I was a strict vegetarian for about two years, and that was about a year ago. Recently I have been open to eating fish once a week, and meat on occasion (usually once a week or less). I have been wondering how I ever was so strict about it, when most drive thrus and fast food places include meat in their meals, even in salads. I guess the vegetarian option is to not frequent fast food places, but that is inconvenient when my husband and I go out on long drives, and need to stop for lunch. I suppose I could make sandwiches for the road. It would be more affordable too. I no longer cook meat in the house. I do cook the salmon and sea bass. I was just thinking about being vegetarian, as I am sitting here eating edamame that I got from Trader Joe’s. Trader Joe’s is a very vegetarian friendly store; they have a lot of alternative meat options. But I don’t get any of those because my husband doesn’t like them. It’s a bummer. I really like their beefless ground “beef.” It’s tasty with marinara sauce and polenta. The last time I cooked it, my husband ate around the “beef” and I finished it for him.
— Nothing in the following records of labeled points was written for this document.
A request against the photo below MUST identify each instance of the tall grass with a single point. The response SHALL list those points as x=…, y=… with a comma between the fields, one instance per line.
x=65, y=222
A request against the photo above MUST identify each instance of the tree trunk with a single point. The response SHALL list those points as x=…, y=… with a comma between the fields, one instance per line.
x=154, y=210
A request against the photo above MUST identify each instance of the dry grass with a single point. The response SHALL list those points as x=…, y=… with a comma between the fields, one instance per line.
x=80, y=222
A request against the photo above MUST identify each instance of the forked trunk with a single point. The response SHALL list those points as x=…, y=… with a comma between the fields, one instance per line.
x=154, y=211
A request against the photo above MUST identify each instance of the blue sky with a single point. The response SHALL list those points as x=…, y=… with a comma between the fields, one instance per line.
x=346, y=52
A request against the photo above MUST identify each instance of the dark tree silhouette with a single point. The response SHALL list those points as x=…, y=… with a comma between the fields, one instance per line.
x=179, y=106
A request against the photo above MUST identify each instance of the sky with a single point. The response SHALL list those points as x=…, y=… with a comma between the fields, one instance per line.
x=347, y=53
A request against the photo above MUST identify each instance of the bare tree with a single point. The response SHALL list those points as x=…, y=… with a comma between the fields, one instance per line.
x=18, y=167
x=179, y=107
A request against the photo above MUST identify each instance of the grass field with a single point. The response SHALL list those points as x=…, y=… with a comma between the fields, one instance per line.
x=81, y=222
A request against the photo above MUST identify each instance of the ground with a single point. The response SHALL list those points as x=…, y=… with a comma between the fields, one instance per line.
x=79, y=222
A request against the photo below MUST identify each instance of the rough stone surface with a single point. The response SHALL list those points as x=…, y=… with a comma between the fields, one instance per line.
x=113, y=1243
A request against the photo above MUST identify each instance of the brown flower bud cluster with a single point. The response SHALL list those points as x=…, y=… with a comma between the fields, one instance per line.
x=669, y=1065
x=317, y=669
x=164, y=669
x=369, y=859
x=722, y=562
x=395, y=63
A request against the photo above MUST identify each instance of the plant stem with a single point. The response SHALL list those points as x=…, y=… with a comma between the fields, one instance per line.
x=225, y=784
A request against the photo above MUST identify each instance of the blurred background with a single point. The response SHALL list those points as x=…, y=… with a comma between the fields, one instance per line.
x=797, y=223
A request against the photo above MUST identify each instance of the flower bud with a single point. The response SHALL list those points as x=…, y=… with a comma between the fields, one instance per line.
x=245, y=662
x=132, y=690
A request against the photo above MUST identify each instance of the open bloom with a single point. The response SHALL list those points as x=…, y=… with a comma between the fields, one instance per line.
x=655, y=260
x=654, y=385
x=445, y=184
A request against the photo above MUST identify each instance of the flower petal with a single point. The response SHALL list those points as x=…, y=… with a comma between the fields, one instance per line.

My reasons for being vegetarian are taste, health and the environment. I know that the meat industry is a huge polluter, even the organic meats. I know there are grass fed livestock out there, but they are few and far between, and their meats are expensive. I believe that a vegetarian diet is healthier than an omnivorous diet. I do eat dairy and eggs, so I am not lacking in nutrients that one would get from meat. I also just don’t really like the taste of meat. I have always opted for vegetarian options when presented. Especially on pizza- I can’t stand meat on pizza. My husband prefers his pizza with chicken on it, so we usually get a half and half. My favorite pizza is the margherita pizza. That fresh basil is just wonderful. I was just thinking, a vegetarian diet is also cheaper than an omnivorous diet. Meat is expensive. I always opt for the cheapest salmon, usually around $9, good for one meal. That’s as much as I’m willing to spend on a protein. I wish it were more affordable. I spend between $60 and $100 dollars each week on groceries. It would be more if I were to buy meat. I used to buy the marinated chicken from Trader Joe’s, but my husband said he didn’t want me to buy it anymore, and we switched to the salmon. So I guess that makes me pescatarian.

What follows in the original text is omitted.